This study was conducted in two stages, both of which sought validity evidence for the AMTMS based on the unified concept of validity recommended by the Standards for Educational and Psychological Testing [38].

3.1. Stage 1

In Stage 1, the original 21-item AMTMS was reviewed for content appropriateness by two faculty leading and one professional staff member involved in mathematics education and AdLeS within the university. While the AMTMS was deemed as the most appropriate instrument for this study given the context under which it was developed and the semblance of the sample to the participants in this study, this stage was critical as the AMTMS was validated using Singapore pre-tertiary students (grade-11 and -12 students).
The review resulted in minor edits that would not impact the factorial structure of the AMTMS to three items (see Appendix A). These edits included: (1) the term “teacher” in item EMIN2 was changed to “instructors”, a term more commonly used in the university; (2) the sentence “course of my choice in university” was changed to “the subsequent courses in university” for item EMID4, as the intended participants were already enrolled in a course in university; and (3) the term “career progression” was added to item EMID1 as some of the intended participants were already working. The remaining items were considered content appropriate, based on the intended purpose of the AMTMS (i.e., to assess motivation toward mathematics based on SDT).

3.2. Stage 2

Following the review for content appropriateness, the AMTMS was prepared and administered via AdLeS. Ethics approval were sought from the university institution review board before participants (see Table 2) were invited via availability sampling [39] to indicate their consent preference and voluntarily complete the AMTMS at the end of their interaction with AdLeS. Participants had one month to interact with AdLeS, and would indicate participation consent by checking on a box on-screen after reading the participant information sheet online. To encourage participation, participants who completed the AMTMS were given the option to accept a cash voucher.
The age range of the participants was 20 to 67 years (M = 27.98, SD = 7.53 years).
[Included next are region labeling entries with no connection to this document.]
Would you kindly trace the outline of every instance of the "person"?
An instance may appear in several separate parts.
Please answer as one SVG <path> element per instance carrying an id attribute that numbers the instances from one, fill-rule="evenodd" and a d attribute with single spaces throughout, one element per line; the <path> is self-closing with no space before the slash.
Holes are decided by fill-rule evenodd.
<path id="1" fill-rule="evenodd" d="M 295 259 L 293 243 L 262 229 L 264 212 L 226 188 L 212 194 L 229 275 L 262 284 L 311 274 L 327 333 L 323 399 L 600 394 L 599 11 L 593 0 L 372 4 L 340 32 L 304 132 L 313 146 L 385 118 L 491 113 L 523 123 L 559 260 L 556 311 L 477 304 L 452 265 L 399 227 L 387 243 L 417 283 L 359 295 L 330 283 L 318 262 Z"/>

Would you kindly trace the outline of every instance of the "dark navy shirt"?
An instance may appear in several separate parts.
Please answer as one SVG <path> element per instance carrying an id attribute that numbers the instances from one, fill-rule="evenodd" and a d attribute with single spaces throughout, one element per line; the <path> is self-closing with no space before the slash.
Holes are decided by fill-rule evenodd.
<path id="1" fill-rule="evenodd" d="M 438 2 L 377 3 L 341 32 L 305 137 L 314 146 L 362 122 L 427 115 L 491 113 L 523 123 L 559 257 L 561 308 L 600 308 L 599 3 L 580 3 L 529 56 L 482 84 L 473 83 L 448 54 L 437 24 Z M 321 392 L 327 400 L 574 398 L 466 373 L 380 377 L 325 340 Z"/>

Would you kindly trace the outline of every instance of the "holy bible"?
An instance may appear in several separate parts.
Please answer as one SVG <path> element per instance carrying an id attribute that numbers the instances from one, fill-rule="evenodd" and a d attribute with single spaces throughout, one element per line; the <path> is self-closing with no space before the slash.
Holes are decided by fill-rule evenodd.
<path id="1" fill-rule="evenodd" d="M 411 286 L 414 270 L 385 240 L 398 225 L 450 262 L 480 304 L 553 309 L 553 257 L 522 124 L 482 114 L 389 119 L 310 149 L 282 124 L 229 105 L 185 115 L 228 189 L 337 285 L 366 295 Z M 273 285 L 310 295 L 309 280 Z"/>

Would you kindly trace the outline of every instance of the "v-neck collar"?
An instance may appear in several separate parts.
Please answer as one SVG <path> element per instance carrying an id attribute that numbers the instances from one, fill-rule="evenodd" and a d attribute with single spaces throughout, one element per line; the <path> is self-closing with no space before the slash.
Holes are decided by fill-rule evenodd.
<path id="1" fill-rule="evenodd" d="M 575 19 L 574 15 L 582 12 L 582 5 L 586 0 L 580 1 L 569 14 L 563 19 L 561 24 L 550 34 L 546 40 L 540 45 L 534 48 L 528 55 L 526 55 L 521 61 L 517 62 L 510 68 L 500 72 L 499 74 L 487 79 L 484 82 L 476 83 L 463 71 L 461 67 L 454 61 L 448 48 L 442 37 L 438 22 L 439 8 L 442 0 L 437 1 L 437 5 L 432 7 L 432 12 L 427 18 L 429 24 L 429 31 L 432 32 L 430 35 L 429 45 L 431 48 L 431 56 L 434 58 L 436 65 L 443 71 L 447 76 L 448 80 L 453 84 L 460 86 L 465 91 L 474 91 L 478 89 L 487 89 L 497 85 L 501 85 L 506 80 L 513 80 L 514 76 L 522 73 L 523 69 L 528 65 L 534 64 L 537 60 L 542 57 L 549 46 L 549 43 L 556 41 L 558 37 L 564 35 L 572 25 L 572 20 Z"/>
The total number of participants (n = 196) was considered adequate based on the recommendation by [40], which suggested the adequacy of 243 observations to estimate item and person locations based on the Rasch model.
Upon data collection, a Rasch analysis was performed using RUMM2030 (RUMM Laboratory Pty Ltd., Perth, Australia) to establish the dimensionality of the AMTMS, noting that RMT affords an evaluation of the factorial structure of an instrument via examining scores gathered through rating scales; Rasch analysis also provides information on the dimensionality and feasibility of the additivity of sub-scale scores [36,37]. As a five-factor model and multidimensionality (i.e., AMOT, EMER, EMID, EMIN and IMT factors) had previously been established via the classical factor analytic approach on the AMTMS [12], Rasch analysis was performed for each factor separately. A Rasch analysis was also performed for all items to investigate the plausibility of reporting an overall AMTMS score in addition to the five factor scores.

4. Results

To establish the dimensionality and validity evidence of the AMTMS in this study, fit (overall, person and item) and reliability, threshold ordering, scale targeting, item invariance (i.e., differential item functioning), dimensionality and response dependence were considered, as with most Rasch analysis reports. Essentially, items within each AMTMS factor should fit the Rasch model; this would imply that items are consistent with one another and provide invariant comparisons to ensure that factor scores characterise respondents as intended. This section reports results of each of these parameters.

4.1. AMTMS

Table 3 presents the fit, unidimensionality and reliability indices across the five originally purported factors of the AMTMS. Initially, the factors did not appear to fit the Rasch model well as the χ2 values were all statistically significant, with the exception of the AMOT and IMT factors. Nonetheless, it is noteworthy that the χ2 statistic is sensitive to sample size [35]. There was little evidence to suggest the presence of misfitting items, as all individual person and item fit residuals were within the range (±2.5) recommended by [41], with the exception of items EMIN2 and EMID1, which had fit residuals 3.28 and 4.26, respectively. Reliability was adequate across all factors except for the EMIN factor (PSI = 0.61; Cronbach’s alpha = 0.67), based on the recommendations of [35] (i.e., PSI > 0.7). Unidimensionality within each factor was generally supported by the results of the subtest analyses performed on the first principal component loading (PC1) derived from a principal components analysis of item residuals. Ref. [35] stated that, for non-violation of unidimensionality, subtest analyses should result in fewer than 5% of respondents showing a statistically significant difference between person locations. Other than the EMER and IMT factors that indicated 5.10% of respondents showing a statistically significant difference between person locations, results of the PC1 subtest analyses for all the other factors supported unidimensionality. As 5.10% marginally exceeded the recommended threshold, it would be tenable to suggest that the EMER and IMT factors are unidimensional. It is also evident that collectively considering the AMTMS as one scale is not tenable, given that the subtest analyses on PC1 resulted in 26.53% of respondents showing a statistically significant difference between person locations.
While the overall fit, reliability and dimensionality of the AMTMS factors were mostly consistent with the Rasch model, each of the factors displayed disordered thresholds. The presence of disordered thresholds (see Appendix B for example) suggests, amongst others, that there might be more response categories than respondents could meaningfully discriminate [37]. Subsequent analyses of factors that have items with disordered thresholds would be inappropriate and not meaningful and, hence, an adjusted scoring matrix was proposed upon an iterative process of refining the number of response categories by item, by factor. This adjusted scoring matrix is presented in Table 4.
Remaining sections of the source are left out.